Landlords hold their management fees dear, and need to ensure they are fully recoverable.  Offers to lease routinely provide that the tenant will pay a management fee equal to a fixed percentage (say 5%) of the "Basic Rent" payable by the tenant.  Despite this clear contractual arrangement, landlords occasionally (and inadvertently) shortchange themselves when preparing the final form of lease.
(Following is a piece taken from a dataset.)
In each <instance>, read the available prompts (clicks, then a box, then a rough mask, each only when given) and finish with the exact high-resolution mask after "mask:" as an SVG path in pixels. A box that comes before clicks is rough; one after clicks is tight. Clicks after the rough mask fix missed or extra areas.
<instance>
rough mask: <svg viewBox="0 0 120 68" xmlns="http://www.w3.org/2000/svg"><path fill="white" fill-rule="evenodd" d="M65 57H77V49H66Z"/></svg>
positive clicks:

Consider an offer to lease for a multi-tenant building.  The offer says that the lease will be a "net" lease and that the tenant will pay its "Proportionate Share" of "Operating Costs".  The offer also says that the tenant will pay 5% of its Basic Rent as a management fee.  So long as the form of lease prepared by the landlord provides for payment of the management fee, separate and apart from Operating Costs, there is no issue; however, all too often, the management fee obligation in the offer to lease is carried over into the lease, verbatim, as a component of Operating Costs (for which the tenant is to pay its Proportionate Share).  The net result is that, instead of obligating the tenant to pay 5% of its Basic Rent as a management fee, the lease only requires the tenant to pay its Proportionate Share of 5% of its Basic Rent (which will necessarily be less than the management fee contemplated by the offer to lease).  To avoid an unexpected, adverse impact on cash flow, landlords need to ensure that the management fee is payable separately from Operating Costs or, if it is to be a component of Operating Costs, that the definition of Operating Costs provides for a management fee equal to a fixed percentage of all basic rents payable by all tenants.